Se lo sono chiesto i ricercatori del progetto europeo Res-Urbis, dedicato proprio alla trasformazione dei rifiuti in nuovi materiali. Hanno intervistato consumatori statunitensi, spagnoli e polacchi. E’ emersa, più per gli adulti che per i giovani, una disponibilità a pagare un sovrapprezzo per i prodotti ecologici. Tuttavia, difficilmente si comprerebbero occhiali, giocattoli o bottiglie prodotti a partire dall’umido di casa. Su larga scala, il mercato sembra pronto solo per i sacchetti dei rifiuti derivati dai rifiuti stessi. “Così si chiude il cerchio, ma c’è ancora molta strada da fare per una transizione a un’economia circolare – commenta Paolo Pavan, professore di Impianti chimici e responsabile dell’unità dell’Università Ca’ Foscari Venezia nel progetto Res-Urbis – un supporto non indifferente per il successo della tecnologia che proponiamo è dato dai cittadini stessi e dall’approccio virtuoso delle municipalità nella raccolta differenziata dei rifiuti urbani.
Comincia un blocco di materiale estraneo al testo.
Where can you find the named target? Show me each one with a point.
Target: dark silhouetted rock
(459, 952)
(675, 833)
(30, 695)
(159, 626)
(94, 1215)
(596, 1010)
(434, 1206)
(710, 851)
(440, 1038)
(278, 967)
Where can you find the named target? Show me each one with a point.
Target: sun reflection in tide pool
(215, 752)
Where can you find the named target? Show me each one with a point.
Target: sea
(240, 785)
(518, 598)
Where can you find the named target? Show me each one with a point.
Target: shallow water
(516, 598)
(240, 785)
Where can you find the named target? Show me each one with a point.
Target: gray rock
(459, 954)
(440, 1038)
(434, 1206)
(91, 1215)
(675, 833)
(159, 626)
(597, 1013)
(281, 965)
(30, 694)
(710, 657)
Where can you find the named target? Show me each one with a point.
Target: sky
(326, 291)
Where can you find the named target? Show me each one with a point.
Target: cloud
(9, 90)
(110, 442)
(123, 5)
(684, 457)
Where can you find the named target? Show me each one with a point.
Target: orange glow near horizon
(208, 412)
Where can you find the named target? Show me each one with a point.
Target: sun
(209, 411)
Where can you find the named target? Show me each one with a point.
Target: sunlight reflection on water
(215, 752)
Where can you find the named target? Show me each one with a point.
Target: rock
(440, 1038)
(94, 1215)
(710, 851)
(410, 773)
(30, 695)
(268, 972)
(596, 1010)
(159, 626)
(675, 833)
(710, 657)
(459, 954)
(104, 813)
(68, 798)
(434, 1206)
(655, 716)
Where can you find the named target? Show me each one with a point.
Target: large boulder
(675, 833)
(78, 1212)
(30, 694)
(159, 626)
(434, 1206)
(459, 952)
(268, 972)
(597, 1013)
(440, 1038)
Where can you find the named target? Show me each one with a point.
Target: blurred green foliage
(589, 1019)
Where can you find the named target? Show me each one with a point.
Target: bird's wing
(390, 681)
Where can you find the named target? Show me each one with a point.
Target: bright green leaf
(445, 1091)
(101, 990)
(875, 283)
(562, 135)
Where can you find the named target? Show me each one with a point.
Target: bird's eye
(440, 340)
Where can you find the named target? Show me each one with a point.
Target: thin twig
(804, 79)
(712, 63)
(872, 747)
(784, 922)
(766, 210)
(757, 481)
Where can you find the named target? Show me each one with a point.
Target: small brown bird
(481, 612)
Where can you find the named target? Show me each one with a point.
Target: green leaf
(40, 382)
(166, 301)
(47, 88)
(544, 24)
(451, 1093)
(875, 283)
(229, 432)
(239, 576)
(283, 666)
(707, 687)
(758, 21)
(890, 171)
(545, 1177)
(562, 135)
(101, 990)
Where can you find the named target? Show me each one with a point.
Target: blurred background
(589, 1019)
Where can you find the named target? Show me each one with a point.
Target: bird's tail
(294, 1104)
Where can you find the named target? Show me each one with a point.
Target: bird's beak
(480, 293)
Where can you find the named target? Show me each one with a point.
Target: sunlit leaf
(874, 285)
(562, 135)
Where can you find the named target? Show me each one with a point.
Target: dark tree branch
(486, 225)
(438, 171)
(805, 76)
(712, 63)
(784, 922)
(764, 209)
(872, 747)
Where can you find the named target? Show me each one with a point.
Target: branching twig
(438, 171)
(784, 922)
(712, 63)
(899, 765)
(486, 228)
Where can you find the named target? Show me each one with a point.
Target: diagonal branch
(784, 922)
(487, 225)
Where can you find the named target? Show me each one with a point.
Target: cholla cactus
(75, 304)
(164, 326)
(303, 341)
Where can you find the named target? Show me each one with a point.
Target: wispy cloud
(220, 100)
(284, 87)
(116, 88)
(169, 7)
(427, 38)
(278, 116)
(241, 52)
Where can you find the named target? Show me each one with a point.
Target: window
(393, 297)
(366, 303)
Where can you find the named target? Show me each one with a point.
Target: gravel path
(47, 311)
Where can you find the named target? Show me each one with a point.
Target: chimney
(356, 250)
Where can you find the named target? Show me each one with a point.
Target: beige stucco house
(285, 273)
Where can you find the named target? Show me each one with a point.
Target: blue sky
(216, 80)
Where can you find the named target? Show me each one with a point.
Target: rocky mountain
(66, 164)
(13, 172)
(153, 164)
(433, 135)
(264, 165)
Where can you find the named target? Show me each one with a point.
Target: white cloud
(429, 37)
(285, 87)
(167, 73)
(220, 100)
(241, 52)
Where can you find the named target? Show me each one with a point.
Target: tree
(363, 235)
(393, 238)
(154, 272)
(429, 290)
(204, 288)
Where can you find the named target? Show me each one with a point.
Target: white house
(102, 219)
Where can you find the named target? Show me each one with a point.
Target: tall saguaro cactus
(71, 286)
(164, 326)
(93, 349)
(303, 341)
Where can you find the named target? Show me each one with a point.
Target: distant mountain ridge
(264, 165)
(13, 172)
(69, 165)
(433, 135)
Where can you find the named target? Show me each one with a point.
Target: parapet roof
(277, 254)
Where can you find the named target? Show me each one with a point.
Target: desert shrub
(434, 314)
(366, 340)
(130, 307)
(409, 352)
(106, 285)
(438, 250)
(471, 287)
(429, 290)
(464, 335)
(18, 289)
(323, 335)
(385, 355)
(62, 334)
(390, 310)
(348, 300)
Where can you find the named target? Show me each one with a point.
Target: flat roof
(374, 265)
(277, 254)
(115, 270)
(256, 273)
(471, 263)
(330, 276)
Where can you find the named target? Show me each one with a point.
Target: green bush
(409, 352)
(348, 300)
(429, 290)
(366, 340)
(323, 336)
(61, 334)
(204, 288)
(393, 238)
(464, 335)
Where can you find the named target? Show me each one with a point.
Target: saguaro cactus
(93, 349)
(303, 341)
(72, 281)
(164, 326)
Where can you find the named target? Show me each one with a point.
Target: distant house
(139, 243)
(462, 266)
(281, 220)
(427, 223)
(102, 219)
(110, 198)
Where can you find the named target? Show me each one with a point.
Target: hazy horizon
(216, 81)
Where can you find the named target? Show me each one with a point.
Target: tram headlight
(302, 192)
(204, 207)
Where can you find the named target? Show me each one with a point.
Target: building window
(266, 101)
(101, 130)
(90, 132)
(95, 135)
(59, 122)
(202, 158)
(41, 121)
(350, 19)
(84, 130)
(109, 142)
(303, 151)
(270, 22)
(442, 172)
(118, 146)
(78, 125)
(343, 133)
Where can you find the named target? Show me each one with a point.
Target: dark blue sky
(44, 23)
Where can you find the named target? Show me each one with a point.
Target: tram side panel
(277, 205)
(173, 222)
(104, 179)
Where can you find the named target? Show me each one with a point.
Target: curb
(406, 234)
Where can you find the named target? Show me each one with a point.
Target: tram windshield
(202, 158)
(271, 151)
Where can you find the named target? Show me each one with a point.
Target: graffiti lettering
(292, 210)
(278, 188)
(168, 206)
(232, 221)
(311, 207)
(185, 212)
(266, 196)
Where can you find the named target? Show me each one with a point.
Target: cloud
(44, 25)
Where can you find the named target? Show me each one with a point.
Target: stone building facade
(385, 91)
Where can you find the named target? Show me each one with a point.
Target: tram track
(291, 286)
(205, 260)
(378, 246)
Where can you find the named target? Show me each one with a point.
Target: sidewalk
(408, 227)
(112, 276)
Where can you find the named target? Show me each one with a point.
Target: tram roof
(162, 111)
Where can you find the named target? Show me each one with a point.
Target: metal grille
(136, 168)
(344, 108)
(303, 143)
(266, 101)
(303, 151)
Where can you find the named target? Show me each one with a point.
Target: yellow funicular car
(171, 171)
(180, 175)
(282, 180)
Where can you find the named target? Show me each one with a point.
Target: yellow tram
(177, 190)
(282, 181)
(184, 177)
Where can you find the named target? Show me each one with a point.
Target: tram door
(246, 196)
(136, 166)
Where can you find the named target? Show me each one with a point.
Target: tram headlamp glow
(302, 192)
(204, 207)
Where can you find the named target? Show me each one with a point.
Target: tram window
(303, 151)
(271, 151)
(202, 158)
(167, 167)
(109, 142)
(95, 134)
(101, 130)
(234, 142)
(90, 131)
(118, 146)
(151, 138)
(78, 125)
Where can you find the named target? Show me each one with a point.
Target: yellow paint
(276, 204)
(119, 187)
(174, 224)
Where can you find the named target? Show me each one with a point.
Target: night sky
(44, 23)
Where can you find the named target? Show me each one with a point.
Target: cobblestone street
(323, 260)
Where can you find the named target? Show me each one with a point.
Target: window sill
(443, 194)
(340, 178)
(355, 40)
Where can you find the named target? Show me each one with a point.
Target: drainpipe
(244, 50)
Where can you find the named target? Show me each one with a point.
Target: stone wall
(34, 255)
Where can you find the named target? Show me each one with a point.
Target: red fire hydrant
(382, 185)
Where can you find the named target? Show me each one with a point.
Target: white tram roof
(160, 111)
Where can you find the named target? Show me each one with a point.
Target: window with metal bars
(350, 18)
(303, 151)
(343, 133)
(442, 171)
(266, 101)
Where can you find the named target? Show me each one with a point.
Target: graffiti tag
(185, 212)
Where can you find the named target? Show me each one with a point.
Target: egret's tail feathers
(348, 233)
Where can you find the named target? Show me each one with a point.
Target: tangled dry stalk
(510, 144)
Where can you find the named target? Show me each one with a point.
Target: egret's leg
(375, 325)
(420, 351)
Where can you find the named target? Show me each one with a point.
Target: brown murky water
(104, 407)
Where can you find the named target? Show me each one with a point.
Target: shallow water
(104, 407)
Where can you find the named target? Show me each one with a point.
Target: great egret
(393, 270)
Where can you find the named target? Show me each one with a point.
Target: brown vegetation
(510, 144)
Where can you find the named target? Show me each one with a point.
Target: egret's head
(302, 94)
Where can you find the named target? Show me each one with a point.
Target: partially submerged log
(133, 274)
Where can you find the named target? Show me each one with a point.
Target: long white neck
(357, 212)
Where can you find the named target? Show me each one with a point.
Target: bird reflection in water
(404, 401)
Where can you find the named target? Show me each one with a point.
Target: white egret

C’è bisogno di una stretta cooperazione ed interconnessione tra la società, fatta di cittadini, il mondo della ricerca e la realtà industriale”. L’Università Ca’ Foscari Venezia è protagonista in questa sfida grazie al gruppo di ricerca in ingegneria chimica che da anni realizza i propri esperimenti nei laboratori adiacenti al depuratore di Treviso, di cui la ricerca stessa è stata ispiratrice.Nell’ambito di Res-Urbis,il professor Pavan, in collaborazione con colleghi dell’Università di Verona e dell’Università “La Sapienza” di Roma (ateneo leader del progetto, in particolare con il gruppo di ricerca coordinato dai professor Mauro Majone e Francesco Valentino) ha brevettato un processo per sintetizzare dei polimeri poliesteri biodegradabili (poliidrossialcanoati o PHA) dalla frazione organica del rifiuto solido domestico. Il risultato è stato possibile grazie all’impianto su scala pilota sviluppato nei laboratori di Treviso dal team di Ca’ Foscari e Sapienza. Gli studi condotti dal progetto hanno permesso di estrarre oltre 30 chilogrammi di PHA con una purezza del 95%, testati per la produzione di beni di largo consumo.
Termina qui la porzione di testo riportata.